Location = the clinic that the patient attended (1 = Odenton, 2 = White Marsh, 3 = Johns Hopkins Outpatient Center, 4 = Bayview)

LocationType = was the clinic in a suburban or an urban location (0 = suburban, 1 = urban)

PracticeType = the type of practice that the patient visited (0 = pediatric, 1 = family practice, 2 = OB-GYN)

Before moving forward with a logistic regression model, we state the hypothesis for this study -

We can predict whether or not a patient was vaccinated based on their Age, the LocationType, and their Race.

Exploratory Data Analysis

We start by loading the data set into pandas.

In [257]:
import pandas as pd
import matplotlib.pyplot as plt
import numpy as np
from sklearn.linear_model import LogisticRegressionCV, LogisticRegression
from sklearn.metrics import confusion_matrix, roc_auc_score, roc_curve, auc
import random
random.seed(123)
In [164]:
vaccine = pd.read_csv('vaccine.data.csv')
vaccine.head()
Out[164]:
Age AgeGroup Race Shots Completed InsuranceType MedAssist Location LocationType PracticeType
0 21 1 0 3 1 3 0 1 0 1
1 21 1 0 3 1 3 0 1 0 1
2 20 1 0 1 0 1 0 1 0 1
3 14 0 0 3 1 3 0 1 0 0
4 17 0 3 2 0 3 0 1 0 1

As mentioned above, we will keep the features Age, Race, LocationType, and Completed.

In [165]:
vaccine = vaccine[['Age', 'Race', 'LocationType', 'Completed']]
vaccine.head()
Out[165]:
Age Race LocationType Completed
0 21 0 0 1
1 21 0 0 1
2 20 0 0 0
3 14 0 0 1
4 17 3 0 0

We next check for any missing data.

In [4]:
vaccine.isnull().values.any()
Out[4]:
False

No missing data!
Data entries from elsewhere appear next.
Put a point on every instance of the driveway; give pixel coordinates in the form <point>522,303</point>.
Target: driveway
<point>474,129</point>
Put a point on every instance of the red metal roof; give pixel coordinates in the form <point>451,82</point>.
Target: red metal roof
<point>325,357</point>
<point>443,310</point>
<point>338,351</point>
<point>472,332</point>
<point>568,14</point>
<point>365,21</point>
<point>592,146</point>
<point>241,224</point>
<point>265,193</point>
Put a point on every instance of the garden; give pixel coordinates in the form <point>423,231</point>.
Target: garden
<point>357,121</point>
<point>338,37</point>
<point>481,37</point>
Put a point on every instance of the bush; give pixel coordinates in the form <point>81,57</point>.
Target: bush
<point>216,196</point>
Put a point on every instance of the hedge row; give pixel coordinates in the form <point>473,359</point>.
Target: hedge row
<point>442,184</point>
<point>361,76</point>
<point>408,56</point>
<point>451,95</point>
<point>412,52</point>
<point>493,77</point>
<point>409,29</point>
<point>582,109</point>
We can now perform exploratory data analysis.

In [5]:
vaccine['Age'].describe()
Out[5]:
count    1413.000000
mean       18.547063
std         4.234129
min        11.000000
25%        15.000000
50%        18.000000
75%        22.000000
max        26.000000
Name: Age, dtype: float64

The average age is 18.5, and the maximum age is 26 and the minimum is 12. We can visualize this with a histogram.

In [365]:
plot = vaccine['Age'].plot(kind='hist', figsize=(6, 6), legend=False, fontsize=16, edgecolor = 'black', linewidth=2);
plot.set_ylabel('Count', fontsize=16)
plot.set_xlabel('Age', fontsize=16)
plt.show()
plt.rcdefaults()

We next look at the distribution of races in the study. As described above, the race data has the following designation:

Race = the patient's race (0 = white, 1 = black, 2 = Hispanic, 3 = other/unknown)

In [366]:
race = vaccine.groupby('Race')['Race'].count()
race = pd.DataFrame(race)
types = ['White', 'Black', 'Hispanic', 'other/unknown']
types = pd.DataFrame(types)
race['type'] = types
race = race.set_index('type')
race.columns = ['Count']
race.head()

plot = race['Count'].plot(kind='bar', figsize=(6, 6), fontsize=16, edgecolor = 'black', linewidth=2);
plot.set_ylabel('Count', fontsize=16)
plot.set_xlabel('Race', fontsize=16)
plt.show()
plt.rcdefaults()

The majority of the patients were White or Black. We perform similar analysis for location type. As described above, the following designations are used for LocationType:

LocationType = was the clinic in a suburban or an urban location (0 = suburban, 1 = urban)

In [367]:
loc = vaccine.groupby('LocationType')['LocationType'].count()
loc = pd.DataFrame(loc)
types = ['suburban', 'urban']
types = pd.DataFrame(types)
loc['type'] = types
loc = loc.set_index('type')
loc.columns = ['Count']
loc.head()

plot = loc['Count'].plot(kind='bar', figsize=(6, 6), fontsize=16, edgecolor = 'black', linewidth=2);
plot.set_ylabel('Count', fontsize=16)
plot.set_xlabel('Location Type', fontsize=16)
plt.show()
plt.rcdefaults()

Over 70% of the patients attended a hospital in a suburban location.

In [368]:
import warnings
warnings.filterwarnings('ignore')
vaccineC = vaccine.copy()

for i, loc in enumerate(vaccine['LocationType']):
    if loc == 0:
        vaccineC['LocationType'][i] = "suburban"
    else:
        vaccineC['LocationType'][i] = "urban"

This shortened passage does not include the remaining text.